The planned bike boulevards in south and northeast Minneapolis are slightly different than previous efforts because they’re incorporating more devices that “calm” motorized traffic on the streets. That means things like bumped out curbs, traffic circles and speed bumps. Cars still will be allowed, and parking won’t really be impacted, but the instinct will be to drive more slowly and carefully.

Murphy said most of those design ideas were vetted by the communities they’re in. The Powderhorn neighborhood boulevard will have three traffic circles, all of which will contain gardens maintained by neighbors, while the Marcy Holmes segment doesn’t have any traffic circles because the design didn’t appeal to residents.

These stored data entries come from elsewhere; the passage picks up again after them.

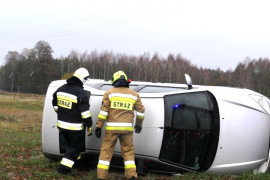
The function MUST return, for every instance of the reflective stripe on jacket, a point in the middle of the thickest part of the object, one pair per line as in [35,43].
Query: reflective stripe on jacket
[117,109]
[71,103]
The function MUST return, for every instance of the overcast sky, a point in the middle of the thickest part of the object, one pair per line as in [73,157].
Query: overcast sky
[210,33]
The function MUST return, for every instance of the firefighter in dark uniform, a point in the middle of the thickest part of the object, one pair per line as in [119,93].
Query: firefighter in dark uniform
[117,112]
[71,103]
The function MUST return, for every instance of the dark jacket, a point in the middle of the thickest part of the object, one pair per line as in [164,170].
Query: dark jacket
[71,103]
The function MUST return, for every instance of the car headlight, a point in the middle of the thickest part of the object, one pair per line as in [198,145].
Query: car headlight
[262,101]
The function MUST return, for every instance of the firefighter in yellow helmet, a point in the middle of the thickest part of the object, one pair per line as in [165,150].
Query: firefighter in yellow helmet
[117,113]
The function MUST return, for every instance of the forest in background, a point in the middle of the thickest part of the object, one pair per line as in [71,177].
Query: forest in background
[32,70]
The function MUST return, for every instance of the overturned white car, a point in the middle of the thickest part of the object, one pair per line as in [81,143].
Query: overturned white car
[186,127]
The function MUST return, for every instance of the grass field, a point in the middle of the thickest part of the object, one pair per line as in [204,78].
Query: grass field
[20,146]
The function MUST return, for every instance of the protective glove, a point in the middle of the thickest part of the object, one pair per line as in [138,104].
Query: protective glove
[98,132]
[137,129]
[89,131]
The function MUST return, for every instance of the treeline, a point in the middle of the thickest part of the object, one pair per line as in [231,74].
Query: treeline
[32,70]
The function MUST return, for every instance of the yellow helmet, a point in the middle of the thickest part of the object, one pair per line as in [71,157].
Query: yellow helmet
[119,75]
[82,74]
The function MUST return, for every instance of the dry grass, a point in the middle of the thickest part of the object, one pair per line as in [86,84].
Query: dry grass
[20,146]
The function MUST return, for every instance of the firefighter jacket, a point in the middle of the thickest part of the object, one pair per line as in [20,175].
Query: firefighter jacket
[117,110]
[71,103]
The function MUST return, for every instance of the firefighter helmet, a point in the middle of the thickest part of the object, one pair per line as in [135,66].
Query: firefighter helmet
[119,75]
[82,74]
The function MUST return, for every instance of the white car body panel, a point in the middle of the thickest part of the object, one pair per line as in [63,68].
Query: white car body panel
[244,127]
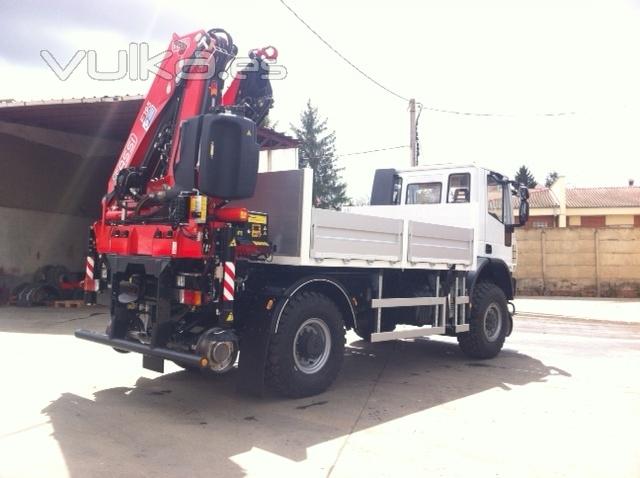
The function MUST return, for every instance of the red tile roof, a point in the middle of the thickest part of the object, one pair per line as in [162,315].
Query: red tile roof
[604,197]
[539,199]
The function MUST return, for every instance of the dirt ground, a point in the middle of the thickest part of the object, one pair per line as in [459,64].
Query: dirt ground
[562,399]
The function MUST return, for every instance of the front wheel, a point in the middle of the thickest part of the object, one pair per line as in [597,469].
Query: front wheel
[488,324]
[306,353]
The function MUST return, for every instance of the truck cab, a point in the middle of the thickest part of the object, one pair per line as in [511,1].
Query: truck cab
[460,196]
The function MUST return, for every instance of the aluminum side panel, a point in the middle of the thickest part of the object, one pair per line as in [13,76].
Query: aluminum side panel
[341,235]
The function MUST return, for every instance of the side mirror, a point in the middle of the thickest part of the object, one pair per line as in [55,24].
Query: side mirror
[228,156]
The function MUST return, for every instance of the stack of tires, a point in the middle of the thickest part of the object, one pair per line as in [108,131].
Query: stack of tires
[45,287]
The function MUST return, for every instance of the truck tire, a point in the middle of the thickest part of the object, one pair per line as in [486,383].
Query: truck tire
[488,324]
[306,353]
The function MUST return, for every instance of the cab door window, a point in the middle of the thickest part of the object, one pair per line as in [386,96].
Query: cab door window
[424,193]
[495,198]
[459,188]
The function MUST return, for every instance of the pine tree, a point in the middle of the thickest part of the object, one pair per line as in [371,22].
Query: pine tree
[551,178]
[317,151]
[524,176]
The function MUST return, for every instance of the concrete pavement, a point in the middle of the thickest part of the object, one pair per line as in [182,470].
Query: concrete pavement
[562,399]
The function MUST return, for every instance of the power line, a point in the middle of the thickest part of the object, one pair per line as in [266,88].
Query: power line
[399,96]
[372,151]
[345,59]
[355,153]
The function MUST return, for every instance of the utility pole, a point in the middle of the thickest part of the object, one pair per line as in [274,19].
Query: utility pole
[412,132]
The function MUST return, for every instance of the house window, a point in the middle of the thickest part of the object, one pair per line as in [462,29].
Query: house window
[593,221]
[539,224]
[424,193]
[459,188]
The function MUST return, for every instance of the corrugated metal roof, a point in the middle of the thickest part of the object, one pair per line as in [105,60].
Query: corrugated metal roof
[107,117]
[603,197]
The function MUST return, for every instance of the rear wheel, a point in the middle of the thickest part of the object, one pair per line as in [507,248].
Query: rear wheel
[306,353]
[488,324]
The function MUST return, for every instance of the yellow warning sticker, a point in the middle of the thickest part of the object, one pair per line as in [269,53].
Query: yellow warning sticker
[257,218]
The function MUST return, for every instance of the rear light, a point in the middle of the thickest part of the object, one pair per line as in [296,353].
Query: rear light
[189,297]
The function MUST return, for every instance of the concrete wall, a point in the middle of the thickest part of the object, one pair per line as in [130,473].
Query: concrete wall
[278,160]
[579,262]
[39,177]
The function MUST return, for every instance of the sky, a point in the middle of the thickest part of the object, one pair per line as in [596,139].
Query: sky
[509,63]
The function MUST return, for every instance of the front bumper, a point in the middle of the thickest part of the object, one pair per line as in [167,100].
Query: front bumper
[130,346]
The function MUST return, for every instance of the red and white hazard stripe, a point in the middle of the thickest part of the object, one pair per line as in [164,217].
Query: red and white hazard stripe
[228,281]
[89,283]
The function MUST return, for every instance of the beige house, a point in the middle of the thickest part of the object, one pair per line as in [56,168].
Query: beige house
[562,206]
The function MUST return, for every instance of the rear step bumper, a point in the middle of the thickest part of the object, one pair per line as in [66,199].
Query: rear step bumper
[159,352]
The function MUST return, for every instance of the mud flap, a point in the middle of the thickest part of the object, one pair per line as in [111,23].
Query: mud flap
[254,345]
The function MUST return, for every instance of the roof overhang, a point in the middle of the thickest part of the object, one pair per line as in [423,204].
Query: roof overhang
[108,118]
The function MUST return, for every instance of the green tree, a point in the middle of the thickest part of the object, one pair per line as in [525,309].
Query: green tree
[552,177]
[524,176]
[317,151]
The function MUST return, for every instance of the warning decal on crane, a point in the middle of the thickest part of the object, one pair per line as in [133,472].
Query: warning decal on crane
[147,115]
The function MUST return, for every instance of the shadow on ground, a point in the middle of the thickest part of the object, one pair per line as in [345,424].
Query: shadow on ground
[188,422]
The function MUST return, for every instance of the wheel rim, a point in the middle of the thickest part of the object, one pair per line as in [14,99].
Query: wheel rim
[492,322]
[312,346]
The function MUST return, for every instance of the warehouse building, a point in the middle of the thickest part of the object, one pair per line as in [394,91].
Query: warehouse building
[56,157]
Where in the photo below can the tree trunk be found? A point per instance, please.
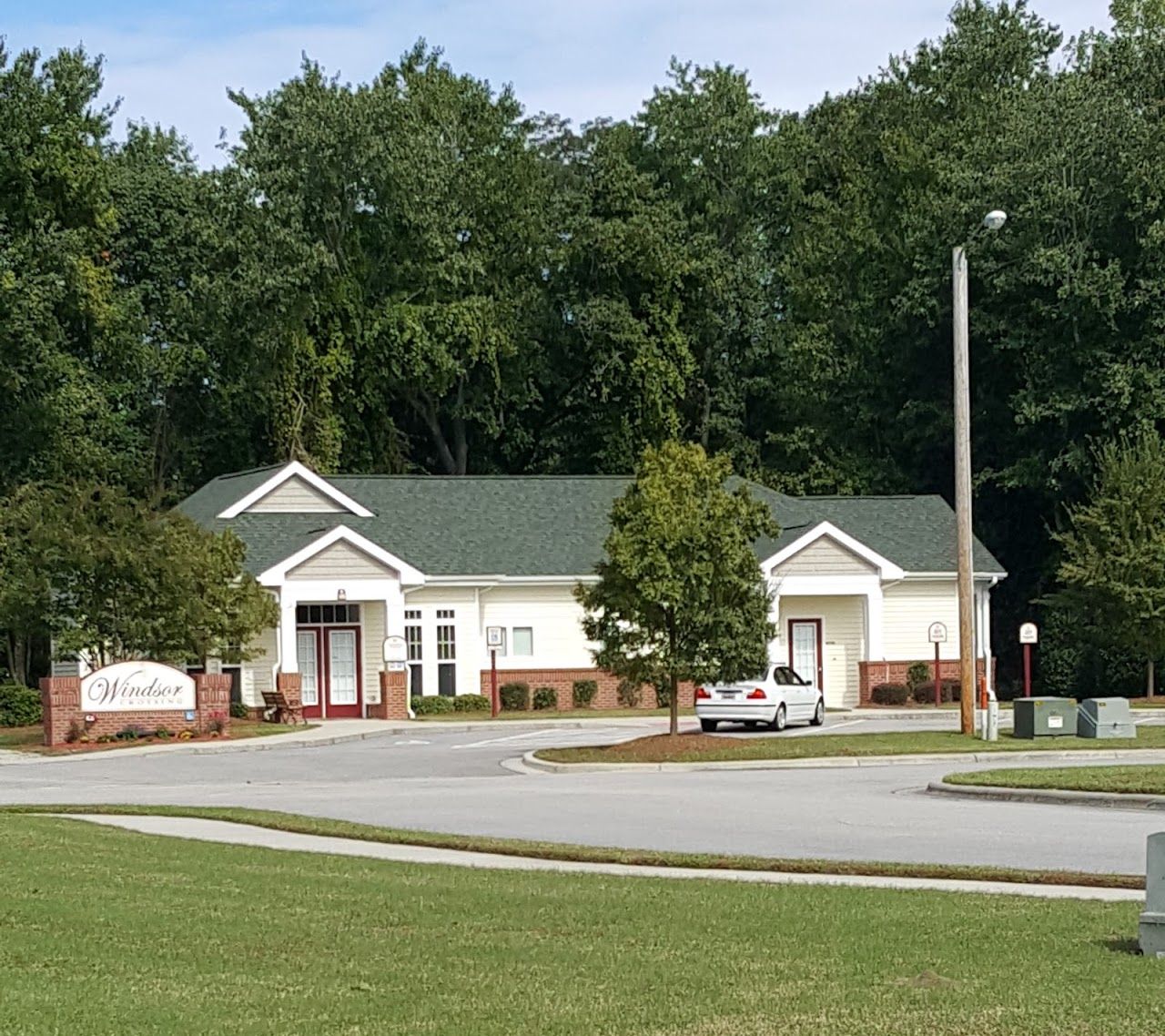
(674, 707)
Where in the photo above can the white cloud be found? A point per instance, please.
(582, 59)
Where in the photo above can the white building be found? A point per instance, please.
(856, 581)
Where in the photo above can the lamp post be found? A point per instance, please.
(991, 221)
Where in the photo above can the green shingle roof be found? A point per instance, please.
(550, 524)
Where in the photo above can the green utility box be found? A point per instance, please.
(1045, 718)
(1105, 718)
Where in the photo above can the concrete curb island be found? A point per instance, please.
(1051, 796)
(234, 833)
(1150, 756)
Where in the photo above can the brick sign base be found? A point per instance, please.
(61, 699)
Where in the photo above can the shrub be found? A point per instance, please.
(629, 694)
(515, 696)
(431, 704)
(471, 703)
(20, 706)
(917, 674)
(545, 698)
(890, 694)
(583, 693)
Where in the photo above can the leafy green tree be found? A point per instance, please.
(681, 594)
(1113, 565)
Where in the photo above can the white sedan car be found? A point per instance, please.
(778, 698)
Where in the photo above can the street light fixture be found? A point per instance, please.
(991, 221)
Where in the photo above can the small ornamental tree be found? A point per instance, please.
(681, 595)
(1113, 566)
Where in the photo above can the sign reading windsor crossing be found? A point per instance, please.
(137, 686)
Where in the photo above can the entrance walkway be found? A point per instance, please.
(221, 831)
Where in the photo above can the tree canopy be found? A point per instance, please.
(415, 274)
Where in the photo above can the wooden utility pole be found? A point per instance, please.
(962, 494)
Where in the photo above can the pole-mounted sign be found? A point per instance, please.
(937, 635)
(1028, 635)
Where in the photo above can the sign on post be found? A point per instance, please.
(396, 653)
(137, 686)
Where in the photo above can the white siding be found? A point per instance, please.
(844, 635)
(295, 496)
(907, 611)
(824, 557)
(340, 561)
(257, 674)
(552, 613)
(371, 623)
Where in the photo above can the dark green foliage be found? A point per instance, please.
(582, 693)
(514, 697)
(545, 698)
(20, 706)
(471, 703)
(890, 694)
(431, 704)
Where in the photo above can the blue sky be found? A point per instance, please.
(171, 62)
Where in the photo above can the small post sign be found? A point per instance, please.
(1028, 635)
(495, 639)
(937, 635)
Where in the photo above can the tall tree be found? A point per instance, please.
(681, 595)
(1113, 566)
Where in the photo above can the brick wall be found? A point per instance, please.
(872, 674)
(562, 682)
(61, 700)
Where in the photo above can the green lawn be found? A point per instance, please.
(107, 932)
(711, 748)
(32, 739)
(1129, 780)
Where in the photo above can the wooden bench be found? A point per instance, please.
(279, 706)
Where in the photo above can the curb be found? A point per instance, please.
(1049, 796)
(836, 762)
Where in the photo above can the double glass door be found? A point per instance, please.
(329, 661)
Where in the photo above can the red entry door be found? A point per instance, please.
(329, 658)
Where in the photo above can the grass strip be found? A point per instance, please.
(595, 854)
(111, 932)
(1118, 780)
(712, 748)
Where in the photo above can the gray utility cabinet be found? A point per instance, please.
(1105, 718)
(1045, 718)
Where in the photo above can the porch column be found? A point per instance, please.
(875, 652)
(289, 653)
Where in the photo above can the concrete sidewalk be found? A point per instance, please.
(228, 833)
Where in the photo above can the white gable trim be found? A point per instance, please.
(291, 471)
(277, 574)
(886, 569)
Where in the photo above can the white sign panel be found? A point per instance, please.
(396, 649)
(137, 686)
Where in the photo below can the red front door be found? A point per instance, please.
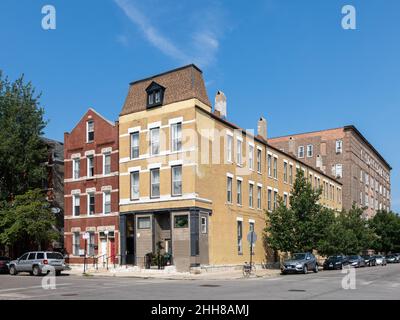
(112, 244)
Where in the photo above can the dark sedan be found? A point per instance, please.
(391, 258)
(369, 260)
(356, 261)
(4, 264)
(335, 262)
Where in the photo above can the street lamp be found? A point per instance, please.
(106, 234)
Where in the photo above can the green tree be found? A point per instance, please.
(280, 229)
(27, 218)
(386, 226)
(348, 234)
(21, 150)
(303, 225)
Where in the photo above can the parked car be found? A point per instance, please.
(38, 262)
(391, 258)
(335, 262)
(300, 263)
(356, 261)
(369, 260)
(4, 264)
(380, 260)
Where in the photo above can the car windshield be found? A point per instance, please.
(299, 256)
(54, 255)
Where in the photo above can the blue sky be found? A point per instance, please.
(288, 60)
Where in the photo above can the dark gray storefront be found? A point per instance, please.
(180, 232)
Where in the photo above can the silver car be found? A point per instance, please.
(380, 260)
(38, 262)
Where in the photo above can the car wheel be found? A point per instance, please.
(13, 271)
(36, 271)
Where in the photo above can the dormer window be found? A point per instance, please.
(90, 131)
(155, 95)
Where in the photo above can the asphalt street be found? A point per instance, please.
(380, 283)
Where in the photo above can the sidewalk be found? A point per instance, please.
(133, 272)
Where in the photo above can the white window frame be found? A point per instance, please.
(337, 170)
(76, 245)
(136, 197)
(239, 236)
(87, 130)
(203, 224)
(88, 203)
(269, 165)
(300, 154)
(239, 152)
(239, 191)
(310, 147)
(76, 197)
(339, 146)
(90, 157)
(229, 191)
(177, 181)
(74, 163)
(131, 136)
(151, 183)
(229, 148)
(285, 171)
(154, 143)
(105, 193)
(176, 142)
(251, 195)
(259, 157)
(251, 157)
(107, 154)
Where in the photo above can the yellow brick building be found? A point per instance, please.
(194, 183)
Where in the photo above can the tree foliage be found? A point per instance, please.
(308, 226)
(27, 218)
(22, 152)
(348, 234)
(386, 226)
(301, 226)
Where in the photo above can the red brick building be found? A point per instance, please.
(91, 195)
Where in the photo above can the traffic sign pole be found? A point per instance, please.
(251, 249)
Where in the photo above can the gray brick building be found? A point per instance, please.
(347, 155)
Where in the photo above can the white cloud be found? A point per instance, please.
(201, 50)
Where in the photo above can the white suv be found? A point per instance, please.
(38, 262)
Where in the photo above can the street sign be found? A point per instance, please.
(251, 237)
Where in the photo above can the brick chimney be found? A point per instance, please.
(220, 104)
(262, 128)
(292, 146)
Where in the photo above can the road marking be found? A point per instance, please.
(33, 287)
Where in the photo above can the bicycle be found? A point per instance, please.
(248, 269)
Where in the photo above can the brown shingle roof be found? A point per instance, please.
(181, 84)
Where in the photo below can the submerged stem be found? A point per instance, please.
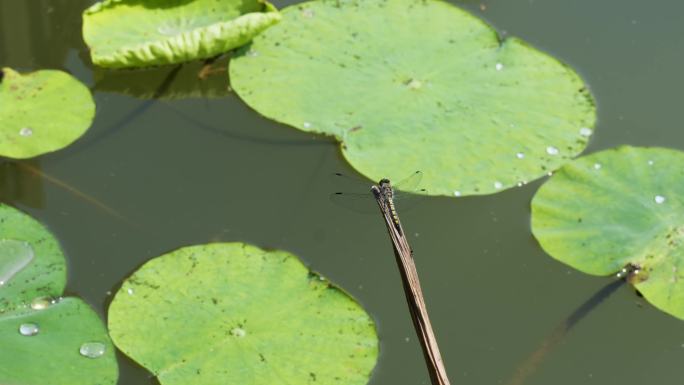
(409, 276)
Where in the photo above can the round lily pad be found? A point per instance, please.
(44, 336)
(615, 209)
(134, 33)
(42, 111)
(231, 313)
(411, 85)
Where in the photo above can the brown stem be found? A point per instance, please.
(414, 294)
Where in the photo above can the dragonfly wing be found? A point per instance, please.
(360, 203)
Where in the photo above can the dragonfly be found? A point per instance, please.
(406, 193)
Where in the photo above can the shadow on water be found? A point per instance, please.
(529, 366)
(22, 181)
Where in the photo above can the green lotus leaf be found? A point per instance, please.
(136, 33)
(410, 85)
(42, 111)
(231, 313)
(45, 339)
(615, 208)
(182, 83)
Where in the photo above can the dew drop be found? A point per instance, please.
(28, 329)
(308, 13)
(41, 303)
(14, 256)
(92, 349)
(414, 84)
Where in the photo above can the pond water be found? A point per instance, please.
(173, 172)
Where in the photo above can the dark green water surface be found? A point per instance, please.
(194, 170)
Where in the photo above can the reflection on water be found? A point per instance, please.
(19, 186)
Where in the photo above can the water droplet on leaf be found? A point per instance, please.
(14, 256)
(28, 329)
(41, 303)
(586, 131)
(92, 349)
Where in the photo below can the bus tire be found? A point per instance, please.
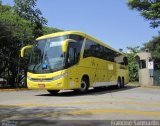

“With all traffic calming there’s positives and negatives,” Murphy said. “The best thing is to just go to the people who live there and say, ‘What are you comfortable with?'”

And it’s an added bonus that the seven miles of new bike boulevard flows into Minneapolis’ already extensive bike and pedestrian system, which includes 92 miles of on-street and 85 miles of off-street bikeways. The Southern Bike Connection hooks up with a trail around Minnehaha Creek while the boulevard in northeast leads right up to the Stone Arch Bridge.

The new Southern Bike Connection runs on 17th Avenue South between 24th Street and Minnehaha Parkway. It then continues south on 12th Avenue South.

The Stone Arch Bridge and Presidents Bike Boulevard in northeast Minneapolis starts at Tyler Street Northeast and zig-zags down to 6th Avenue Southeast.

The combined cost for the two projects is $985,000, which is covered by federal funds from the Non-Motorized Transportation Pilot Program. Construction on the projects is expected to be complete this fall.